Prudential Guarantee and Assurance (PGA), Inc. president Celestino Ang told CNN Philippines that comprehensive insurance is not a priority for many vehicle owners until they get involved in a major accident.
“Some people may afford to lose a car because they can buy another one without any problem,” Ang said. “But some people may only have one car and if they lose it, where will they get the money? You may ram into a group of pedestrians in an accident. Now that is unquantifiable. That’s why you need insurance, at least, to help you cross over those issues.”
2. Assess your risk
Because of the different coverage plans, car owners must find the most cost-effective that fits their lifestyle.
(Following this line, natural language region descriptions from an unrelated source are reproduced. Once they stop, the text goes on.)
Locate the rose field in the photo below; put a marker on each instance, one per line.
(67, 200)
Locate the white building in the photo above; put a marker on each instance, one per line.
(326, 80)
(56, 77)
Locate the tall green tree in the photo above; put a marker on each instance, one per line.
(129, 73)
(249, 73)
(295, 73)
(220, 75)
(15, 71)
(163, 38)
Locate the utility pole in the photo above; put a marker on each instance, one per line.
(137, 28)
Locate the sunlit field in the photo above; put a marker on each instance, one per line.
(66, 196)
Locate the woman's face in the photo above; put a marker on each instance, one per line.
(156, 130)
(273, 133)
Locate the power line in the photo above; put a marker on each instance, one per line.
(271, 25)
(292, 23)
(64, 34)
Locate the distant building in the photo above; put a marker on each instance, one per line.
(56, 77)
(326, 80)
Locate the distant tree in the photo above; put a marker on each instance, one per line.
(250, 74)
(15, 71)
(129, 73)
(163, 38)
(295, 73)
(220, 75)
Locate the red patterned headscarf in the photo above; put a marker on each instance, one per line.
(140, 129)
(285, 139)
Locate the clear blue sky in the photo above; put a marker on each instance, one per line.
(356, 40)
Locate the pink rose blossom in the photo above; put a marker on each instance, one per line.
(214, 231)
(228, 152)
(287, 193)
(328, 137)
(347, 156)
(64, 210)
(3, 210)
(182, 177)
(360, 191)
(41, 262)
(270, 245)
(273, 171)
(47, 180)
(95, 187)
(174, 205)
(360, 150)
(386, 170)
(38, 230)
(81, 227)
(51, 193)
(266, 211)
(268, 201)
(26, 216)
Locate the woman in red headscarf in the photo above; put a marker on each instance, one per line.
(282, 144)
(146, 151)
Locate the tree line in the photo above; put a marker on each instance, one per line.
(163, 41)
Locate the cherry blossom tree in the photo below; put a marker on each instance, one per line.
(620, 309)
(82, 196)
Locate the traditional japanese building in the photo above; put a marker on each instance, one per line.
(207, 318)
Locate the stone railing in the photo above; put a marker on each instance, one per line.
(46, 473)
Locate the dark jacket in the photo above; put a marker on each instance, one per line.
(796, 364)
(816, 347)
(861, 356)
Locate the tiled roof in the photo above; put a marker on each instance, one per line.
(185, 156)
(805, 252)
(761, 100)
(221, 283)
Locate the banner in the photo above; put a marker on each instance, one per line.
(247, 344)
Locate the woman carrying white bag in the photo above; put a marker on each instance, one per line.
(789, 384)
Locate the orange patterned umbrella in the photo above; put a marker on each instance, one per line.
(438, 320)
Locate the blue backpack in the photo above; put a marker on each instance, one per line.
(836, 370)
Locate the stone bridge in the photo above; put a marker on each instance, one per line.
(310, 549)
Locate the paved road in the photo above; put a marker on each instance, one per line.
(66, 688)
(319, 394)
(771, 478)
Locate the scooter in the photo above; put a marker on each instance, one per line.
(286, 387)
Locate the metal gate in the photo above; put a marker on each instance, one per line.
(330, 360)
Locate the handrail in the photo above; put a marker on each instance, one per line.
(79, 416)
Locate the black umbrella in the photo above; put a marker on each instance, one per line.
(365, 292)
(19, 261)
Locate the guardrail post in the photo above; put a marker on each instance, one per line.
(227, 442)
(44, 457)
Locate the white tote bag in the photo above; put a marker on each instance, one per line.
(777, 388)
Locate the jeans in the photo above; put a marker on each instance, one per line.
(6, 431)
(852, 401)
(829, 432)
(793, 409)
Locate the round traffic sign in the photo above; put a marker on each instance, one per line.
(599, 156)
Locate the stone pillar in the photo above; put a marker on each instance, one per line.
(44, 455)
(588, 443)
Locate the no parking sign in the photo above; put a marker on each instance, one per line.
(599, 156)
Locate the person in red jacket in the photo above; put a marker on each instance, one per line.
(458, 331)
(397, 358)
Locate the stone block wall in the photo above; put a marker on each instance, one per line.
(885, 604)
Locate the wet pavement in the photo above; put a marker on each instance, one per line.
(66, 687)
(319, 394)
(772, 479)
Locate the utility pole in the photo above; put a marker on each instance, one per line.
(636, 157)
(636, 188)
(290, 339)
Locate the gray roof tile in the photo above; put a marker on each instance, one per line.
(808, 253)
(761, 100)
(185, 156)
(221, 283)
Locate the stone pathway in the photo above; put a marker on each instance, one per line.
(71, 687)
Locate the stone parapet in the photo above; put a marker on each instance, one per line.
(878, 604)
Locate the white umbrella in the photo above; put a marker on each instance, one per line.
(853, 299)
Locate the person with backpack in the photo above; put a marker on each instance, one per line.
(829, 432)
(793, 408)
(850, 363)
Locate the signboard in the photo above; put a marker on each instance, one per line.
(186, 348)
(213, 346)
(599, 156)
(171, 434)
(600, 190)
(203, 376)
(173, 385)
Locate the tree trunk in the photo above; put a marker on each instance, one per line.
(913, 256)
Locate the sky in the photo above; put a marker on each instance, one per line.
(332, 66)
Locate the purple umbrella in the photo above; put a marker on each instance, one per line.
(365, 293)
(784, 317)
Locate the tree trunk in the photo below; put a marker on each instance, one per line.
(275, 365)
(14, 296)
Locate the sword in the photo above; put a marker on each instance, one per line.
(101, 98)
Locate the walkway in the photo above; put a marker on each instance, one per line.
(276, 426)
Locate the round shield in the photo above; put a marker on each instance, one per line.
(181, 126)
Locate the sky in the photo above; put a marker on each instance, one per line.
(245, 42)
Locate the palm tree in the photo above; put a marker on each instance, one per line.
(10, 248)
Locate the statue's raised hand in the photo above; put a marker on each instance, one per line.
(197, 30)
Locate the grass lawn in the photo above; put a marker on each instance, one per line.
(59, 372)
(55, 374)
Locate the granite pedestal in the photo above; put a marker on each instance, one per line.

The policy with most expensive premium may not always be the best for the owner. Although the Philippines is the fourth most disaster-prone country in the world by United Nations standards, some areas are less risky than others.
Car-owners who park and drive in crime-prone areas might want to include car-theft insurance. Those living in flood-prone areas may want to sign up for a plan covering “acts of God.”
Although it’s important not to overspend, there is no such thing as risk-free car ownership. Spending a little more now may give savings in the future.
“All insurance companies provide you the extra that comes with their policies,” Ang said. “Look for one that is going to give a worry-free experience and is unlimited in terms of services that they give you. Like if you break down somewhere on the way to Vigan, they can tow you back to Manila. Or if you want to stay overnight because it’s the wee hours of the night, then get a policy that will provide accommodation and let you travel the following day.”
PGA’s Auto Insurance Program is the only insurance policy that offers the following extras on top of free towing and free vehicle-breakdown services:
Free retrieval service if the vehicle falls into a gutter or ravine
Free ambulance service that can be immediately dispatched to bring the victim to a medical facility
Free emergency-message-relay service that can, upon the client’s request, convey urgent messages concerning a vehicle breakdown or accident
Free alternative transport to a destination that provides clients with an appropriate vehicle in case their vehicle is involved in an incident outside Metro Manila and cannot be repaired immediately
Free alternative overnight accommodation in case the client’s vehicle is involved in an incident outside of Metro Manila and an appropriate alternative vehicle is unavailable
3. Caveat emptor
“Buyer beware.”
The Insurance Commission keeps a list of licensed insurance companies. It is best to pick from this list to avoid ending up with fake insurance plans. Unlicensed insurance firms may also go bankrupt and fail to pay clients.